NB For the lazy ones, or those that have dozens of observation points, the observer heights can be entered through QGIS field calculator with expression (@row_number – 1) * 5
, where 5 is the increment used here.
We can now perform the viewshed calculation. Note that the algorithm will always combine outputs when multiple points are present. I’m using the Earth curvature correction as it may have some impact over longer distances.
Let’s finish by styling the output. I will set the invisible areas to transparency, in order to drape the model over the terrain.
We can think of our result as a series of nested boxes: the largest area is visible from the top level and the smallest one from the ground level. For a common 2.5D elevation model, it is not possible that a patch seen from a lower level would not be visible from the top level (this is not valid for true 3D models…). These viewshed overlaps are registered in the algorithm output (0 = not visible, 1 overlap = only the top level, at 20 metres is visible, 5 overlaps = the entirety of the structure is visible, down to the ground level).
Discussion
And here is our visibility model:
Our viewshed model is quite interesting. First of all, it is very fragmented for a building destined to impress travellers from afar. The building would often go out of sight and then reappear in front of a passenger. Surely, there are better locations from which the impressive tower would be an unavoidable sight.
Note the pale tones to the north of the tower: these are the areas where only the top portion of the building would be visible. Most of these locations are more than 10 kilometres away, so the level of “impressiveness” of the building would be quite low. Indeed, the building is placed some 5 metres or so below the actual hilltop, which is effectively hiding it from the north.
The Urkulu tower is represented by the orange circle (map from sitna.navarra.es).
We can, then, conclude that the Roman trophy tower was constructed to be visible at relatively close distance, perhaps from the road that passed nearby.
We can, however, also imagine a practical purpose for the building. If the height of the tower compensated for some 5 metres difference from the mountaintop, it could have been used for surveillance of the passage across the mountain. In principle, our analysis can be used to estimate which areas would be visible from each height level, but we should bear in mind that the SRTM terrain model is imprecise and not suitable for a precision calculation.

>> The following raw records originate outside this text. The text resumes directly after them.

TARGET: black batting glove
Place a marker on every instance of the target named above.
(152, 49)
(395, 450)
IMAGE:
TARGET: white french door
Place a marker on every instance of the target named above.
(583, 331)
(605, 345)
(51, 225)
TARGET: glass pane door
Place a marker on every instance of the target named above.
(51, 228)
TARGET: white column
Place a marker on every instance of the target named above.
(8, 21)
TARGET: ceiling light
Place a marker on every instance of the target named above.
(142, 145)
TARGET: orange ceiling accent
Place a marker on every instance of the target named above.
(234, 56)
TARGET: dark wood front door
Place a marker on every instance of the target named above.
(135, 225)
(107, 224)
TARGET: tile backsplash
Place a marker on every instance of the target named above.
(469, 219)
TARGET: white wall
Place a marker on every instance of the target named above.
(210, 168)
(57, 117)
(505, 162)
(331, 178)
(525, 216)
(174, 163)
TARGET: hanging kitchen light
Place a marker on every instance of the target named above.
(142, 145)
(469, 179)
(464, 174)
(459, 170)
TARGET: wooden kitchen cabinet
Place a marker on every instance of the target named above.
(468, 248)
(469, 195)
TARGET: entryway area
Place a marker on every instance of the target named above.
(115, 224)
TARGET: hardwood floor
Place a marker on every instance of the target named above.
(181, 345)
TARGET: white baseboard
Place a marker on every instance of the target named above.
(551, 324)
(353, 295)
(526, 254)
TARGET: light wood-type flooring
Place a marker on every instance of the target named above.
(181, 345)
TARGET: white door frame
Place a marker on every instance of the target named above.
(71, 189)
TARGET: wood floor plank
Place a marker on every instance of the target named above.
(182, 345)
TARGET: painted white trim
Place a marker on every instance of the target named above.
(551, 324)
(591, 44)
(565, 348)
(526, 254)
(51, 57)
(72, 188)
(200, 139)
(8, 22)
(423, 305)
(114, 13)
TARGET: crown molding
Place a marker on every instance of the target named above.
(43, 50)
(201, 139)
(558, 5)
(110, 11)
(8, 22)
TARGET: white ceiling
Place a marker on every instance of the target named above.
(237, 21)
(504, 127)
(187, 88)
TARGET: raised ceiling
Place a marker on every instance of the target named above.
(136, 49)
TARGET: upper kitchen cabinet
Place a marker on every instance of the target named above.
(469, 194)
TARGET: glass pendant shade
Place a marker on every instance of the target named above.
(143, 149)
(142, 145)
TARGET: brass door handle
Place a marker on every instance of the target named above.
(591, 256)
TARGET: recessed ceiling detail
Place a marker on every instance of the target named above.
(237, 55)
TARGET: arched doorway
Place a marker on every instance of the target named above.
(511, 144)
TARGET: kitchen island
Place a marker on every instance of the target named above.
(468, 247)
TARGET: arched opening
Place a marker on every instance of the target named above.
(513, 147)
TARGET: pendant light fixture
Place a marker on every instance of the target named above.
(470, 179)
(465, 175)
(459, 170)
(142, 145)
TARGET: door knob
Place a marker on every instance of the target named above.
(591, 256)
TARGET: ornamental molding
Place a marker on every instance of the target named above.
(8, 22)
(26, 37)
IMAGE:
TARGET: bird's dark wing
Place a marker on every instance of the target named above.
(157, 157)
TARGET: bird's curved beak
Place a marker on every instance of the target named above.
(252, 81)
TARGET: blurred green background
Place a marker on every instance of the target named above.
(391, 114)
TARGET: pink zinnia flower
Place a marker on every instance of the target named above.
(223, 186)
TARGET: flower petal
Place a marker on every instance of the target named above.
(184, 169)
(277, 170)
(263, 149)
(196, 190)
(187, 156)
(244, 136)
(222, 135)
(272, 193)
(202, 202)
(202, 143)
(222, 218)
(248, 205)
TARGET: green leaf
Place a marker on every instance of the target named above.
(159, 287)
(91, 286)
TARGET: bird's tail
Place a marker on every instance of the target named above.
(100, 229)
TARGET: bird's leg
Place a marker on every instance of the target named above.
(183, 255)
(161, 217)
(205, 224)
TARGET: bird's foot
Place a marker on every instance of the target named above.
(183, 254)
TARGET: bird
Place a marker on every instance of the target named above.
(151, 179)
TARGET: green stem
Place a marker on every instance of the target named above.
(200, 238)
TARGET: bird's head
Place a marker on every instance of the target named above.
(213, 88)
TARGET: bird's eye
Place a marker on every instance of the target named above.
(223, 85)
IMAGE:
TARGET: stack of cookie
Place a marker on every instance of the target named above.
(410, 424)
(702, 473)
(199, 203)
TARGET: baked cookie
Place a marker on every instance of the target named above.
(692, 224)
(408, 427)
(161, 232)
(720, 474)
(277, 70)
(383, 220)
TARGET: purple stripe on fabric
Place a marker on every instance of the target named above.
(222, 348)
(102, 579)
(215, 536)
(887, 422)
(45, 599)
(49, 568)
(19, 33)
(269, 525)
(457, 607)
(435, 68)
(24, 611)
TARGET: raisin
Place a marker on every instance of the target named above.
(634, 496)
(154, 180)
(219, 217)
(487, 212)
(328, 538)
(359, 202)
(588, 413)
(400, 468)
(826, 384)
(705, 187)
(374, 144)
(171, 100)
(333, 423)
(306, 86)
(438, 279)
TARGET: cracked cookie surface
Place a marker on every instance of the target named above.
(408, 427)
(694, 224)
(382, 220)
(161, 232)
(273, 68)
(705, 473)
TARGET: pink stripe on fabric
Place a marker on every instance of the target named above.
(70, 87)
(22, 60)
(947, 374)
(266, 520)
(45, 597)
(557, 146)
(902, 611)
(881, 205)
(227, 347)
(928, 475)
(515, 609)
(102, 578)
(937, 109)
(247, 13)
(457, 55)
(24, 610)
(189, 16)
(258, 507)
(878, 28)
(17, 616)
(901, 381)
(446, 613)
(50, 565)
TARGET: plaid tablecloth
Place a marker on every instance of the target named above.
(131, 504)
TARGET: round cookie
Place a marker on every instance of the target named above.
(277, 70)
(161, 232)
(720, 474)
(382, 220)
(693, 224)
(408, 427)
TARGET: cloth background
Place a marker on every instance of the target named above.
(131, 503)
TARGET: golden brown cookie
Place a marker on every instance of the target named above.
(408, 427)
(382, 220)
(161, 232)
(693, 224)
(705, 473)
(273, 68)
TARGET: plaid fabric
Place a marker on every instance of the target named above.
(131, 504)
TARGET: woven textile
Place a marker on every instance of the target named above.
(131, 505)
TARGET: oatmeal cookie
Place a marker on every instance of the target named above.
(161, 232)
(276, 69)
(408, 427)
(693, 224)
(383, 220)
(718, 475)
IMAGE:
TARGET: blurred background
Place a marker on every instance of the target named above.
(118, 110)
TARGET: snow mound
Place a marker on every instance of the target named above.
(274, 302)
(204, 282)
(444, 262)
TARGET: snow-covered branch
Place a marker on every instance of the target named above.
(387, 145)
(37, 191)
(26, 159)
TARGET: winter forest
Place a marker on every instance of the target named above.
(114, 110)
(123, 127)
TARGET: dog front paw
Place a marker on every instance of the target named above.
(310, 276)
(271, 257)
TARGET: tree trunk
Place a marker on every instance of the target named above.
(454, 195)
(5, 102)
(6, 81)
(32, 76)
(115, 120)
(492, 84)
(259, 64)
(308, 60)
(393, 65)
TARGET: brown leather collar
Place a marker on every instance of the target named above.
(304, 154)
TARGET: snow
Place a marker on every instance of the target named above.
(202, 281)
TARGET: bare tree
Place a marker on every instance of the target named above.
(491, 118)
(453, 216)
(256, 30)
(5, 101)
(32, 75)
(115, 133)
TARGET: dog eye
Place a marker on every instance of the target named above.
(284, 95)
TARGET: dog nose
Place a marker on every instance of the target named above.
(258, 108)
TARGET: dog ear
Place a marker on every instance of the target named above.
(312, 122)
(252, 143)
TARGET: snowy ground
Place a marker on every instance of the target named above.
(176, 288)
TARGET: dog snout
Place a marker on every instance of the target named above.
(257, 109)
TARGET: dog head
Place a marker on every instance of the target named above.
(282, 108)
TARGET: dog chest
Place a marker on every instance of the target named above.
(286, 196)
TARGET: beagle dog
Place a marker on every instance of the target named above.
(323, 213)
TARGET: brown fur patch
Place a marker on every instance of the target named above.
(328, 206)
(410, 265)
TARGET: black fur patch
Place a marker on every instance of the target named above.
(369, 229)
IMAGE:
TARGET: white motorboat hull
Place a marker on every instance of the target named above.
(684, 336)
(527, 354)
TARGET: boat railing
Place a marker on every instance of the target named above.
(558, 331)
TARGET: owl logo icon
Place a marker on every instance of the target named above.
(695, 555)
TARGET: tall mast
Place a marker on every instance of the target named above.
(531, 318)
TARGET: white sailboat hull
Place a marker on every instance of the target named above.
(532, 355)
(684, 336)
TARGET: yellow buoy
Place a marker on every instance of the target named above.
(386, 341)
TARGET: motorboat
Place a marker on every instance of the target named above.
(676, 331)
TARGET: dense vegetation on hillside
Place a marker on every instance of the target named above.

This short example should introduce some basic concepts of the analysis of visual impact of tall constructions. The same principles can be used to analyse skyscrapers, wind turbines, or other types of buildings. Note, however, that precise elevation model is paramount for such an analysis; I repeat that the STRM model used here should only serve as “proof of concept”.
Bibliography
On excavations of Urkulu tower see Mezquíriz 2004. For a general discussion see Valverde 2001.